Mining supply chains are a complex network of upstream and downstream activity by small to large-sized players from extraction to processing, transportation, and market delivery. These operations span the globe and take place in remote locations - often in developing countries with weak institutions - where there is less incentive and more roadblocks to end-to-end transparency.
The industry is notorious for human rights abuses and precarious working conditions sometimes in conflict zones. The industry average score on human rights is just 19%. Information on human rights issues at mine-site level is greatly lacking, and only a third of mine sites reported a grievance mechanism for communities and workers. With no formal institutions in place to report, record, and monitor issues, traceability and transparency becomes elusive.

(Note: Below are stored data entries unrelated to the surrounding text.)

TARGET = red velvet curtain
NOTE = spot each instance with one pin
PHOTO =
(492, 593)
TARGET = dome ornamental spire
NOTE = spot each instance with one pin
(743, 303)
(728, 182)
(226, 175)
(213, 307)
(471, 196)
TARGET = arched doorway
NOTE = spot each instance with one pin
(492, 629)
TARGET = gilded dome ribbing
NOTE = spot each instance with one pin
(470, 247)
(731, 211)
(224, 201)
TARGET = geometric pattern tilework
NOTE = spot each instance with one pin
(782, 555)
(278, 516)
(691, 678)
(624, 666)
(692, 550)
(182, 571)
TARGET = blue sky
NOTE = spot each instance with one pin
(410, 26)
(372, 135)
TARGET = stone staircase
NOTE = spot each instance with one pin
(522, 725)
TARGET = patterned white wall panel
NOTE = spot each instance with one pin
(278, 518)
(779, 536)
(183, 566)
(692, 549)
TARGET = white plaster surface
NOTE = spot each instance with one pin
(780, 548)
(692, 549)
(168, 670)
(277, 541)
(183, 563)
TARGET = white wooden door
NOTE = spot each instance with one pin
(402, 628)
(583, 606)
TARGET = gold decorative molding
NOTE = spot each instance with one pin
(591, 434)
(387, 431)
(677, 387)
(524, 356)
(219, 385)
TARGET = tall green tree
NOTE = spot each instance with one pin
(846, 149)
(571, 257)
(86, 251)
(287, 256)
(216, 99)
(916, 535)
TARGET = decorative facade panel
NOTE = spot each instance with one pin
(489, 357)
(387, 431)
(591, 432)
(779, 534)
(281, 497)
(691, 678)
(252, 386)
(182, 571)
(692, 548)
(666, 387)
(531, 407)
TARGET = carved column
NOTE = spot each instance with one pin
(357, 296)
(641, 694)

There is no specific guidance on sustainability reporting for the metals and mining industry. The most widely used reporting standard in the mining industry is the Global Reporting Initiative (GRI) Standards as an ICMM (International Council on Mining and Metals) member requirement. Although the GRI Standards is generally applicable across industries, it does not capture the range of variances in the entire mining value chain. Although it operates on the principle of materiality that allows companies to focus on the issues that matter to the business, matching these to relevant GRI indicators is still a challenge.

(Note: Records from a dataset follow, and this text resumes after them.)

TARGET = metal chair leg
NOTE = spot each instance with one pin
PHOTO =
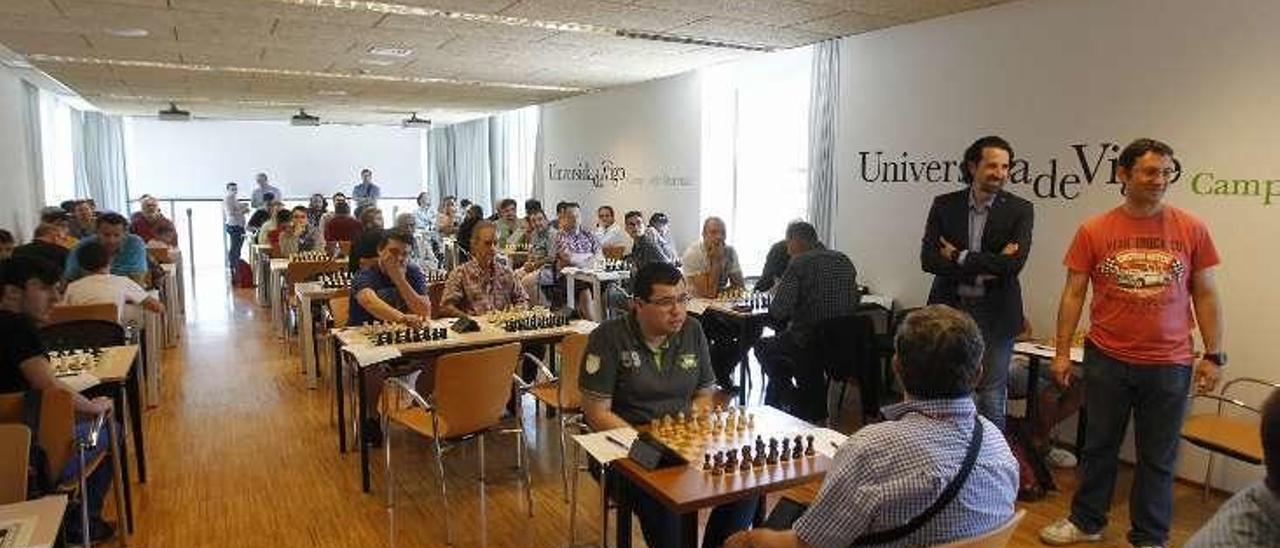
(444, 492)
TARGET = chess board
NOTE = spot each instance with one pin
(71, 362)
(310, 256)
(725, 442)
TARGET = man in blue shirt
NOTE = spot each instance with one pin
(128, 252)
(366, 193)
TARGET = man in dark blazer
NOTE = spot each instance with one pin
(976, 242)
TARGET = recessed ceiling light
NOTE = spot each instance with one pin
(391, 51)
(128, 32)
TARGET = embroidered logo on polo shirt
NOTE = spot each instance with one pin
(630, 359)
(688, 361)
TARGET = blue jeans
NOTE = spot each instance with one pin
(992, 389)
(661, 526)
(1156, 396)
(99, 480)
(233, 250)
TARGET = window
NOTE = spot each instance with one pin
(755, 149)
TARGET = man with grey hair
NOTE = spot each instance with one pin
(933, 473)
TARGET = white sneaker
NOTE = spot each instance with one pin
(1064, 531)
(1059, 457)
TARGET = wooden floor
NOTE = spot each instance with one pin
(243, 455)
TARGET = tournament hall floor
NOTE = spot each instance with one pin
(243, 455)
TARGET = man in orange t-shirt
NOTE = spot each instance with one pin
(1151, 266)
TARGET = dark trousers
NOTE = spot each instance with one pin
(725, 338)
(233, 249)
(661, 526)
(795, 384)
(992, 389)
(99, 480)
(1156, 396)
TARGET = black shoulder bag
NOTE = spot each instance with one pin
(949, 494)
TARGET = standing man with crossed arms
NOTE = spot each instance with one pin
(1148, 264)
(976, 243)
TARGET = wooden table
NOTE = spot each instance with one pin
(593, 277)
(686, 489)
(118, 378)
(1036, 355)
(45, 514)
(347, 341)
(310, 295)
(261, 261)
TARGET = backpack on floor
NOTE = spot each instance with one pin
(243, 274)
(1033, 474)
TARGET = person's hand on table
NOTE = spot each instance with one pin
(1206, 375)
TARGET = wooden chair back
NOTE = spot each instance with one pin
(160, 255)
(300, 272)
(56, 424)
(472, 387)
(105, 311)
(571, 351)
(14, 457)
(339, 307)
(996, 538)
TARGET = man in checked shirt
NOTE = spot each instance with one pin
(888, 473)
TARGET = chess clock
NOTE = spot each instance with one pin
(650, 453)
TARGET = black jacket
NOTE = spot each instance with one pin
(1010, 219)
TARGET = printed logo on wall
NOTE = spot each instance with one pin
(1054, 179)
(611, 174)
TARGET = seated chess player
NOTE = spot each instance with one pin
(388, 290)
(100, 286)
(818, 284)
(888, 473)
(535, 273)
(28, 290)
(712, 266)
(576, 246)
(481, 284)
(641, 366)
(1252, 516)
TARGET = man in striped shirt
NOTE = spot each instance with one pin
(888, 473)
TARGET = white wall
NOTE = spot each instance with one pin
(19, 209)
(199, 158)
(644, 140)
(1047, 74)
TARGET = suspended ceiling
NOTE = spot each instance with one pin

There is also the distinction between corporate-level disclosures and site-specific disclosures. Differences between the two can vary wildly as each site has different stakeholders and impacts, resulting in different sets of disclosures. At present, since there are no requirements or guidelines on site-specific disclosures, mine-site level reporting is lacking. Unfortunately, most impacts occur at this level and hence go unreported.
Strengthening mine-site level reporting is key to improve reporting quality. Companies need to dedicate resources and train site teams on ESG data collection and reporting. Also having systematic due processes such as grievance channels to address issues will enhance the quality of the data and disclosures.
Industry benchmarks can be useful references, such as the OECD Due Diligence Guidance for Responsible Supply Chains of Minerals from Conflict-Affected and High-Risk Areas, which addresses conflict in the extractive stage, and the Responsible Mining Index which ranks large miners on human rights practices. The ICMM’s Mining Principles are directly relevant for the metals and mining industry. Mine-site level disclosure and third-party verifications are outlined in the Principles of the International Council of Mining and Metals. The Initiative for Responsible Mining Assurance (IRMA) audits miners to assess environmental and social performance. The Responsible Mining Initiative offers a Conflict Minerals Reporting Template that helps to increase transparency on the mineral origin and the smelters and refiners that it passes through. Companies should utilise these resources to form a reporting framework that makes sense for them at the corporate and mine-site levels.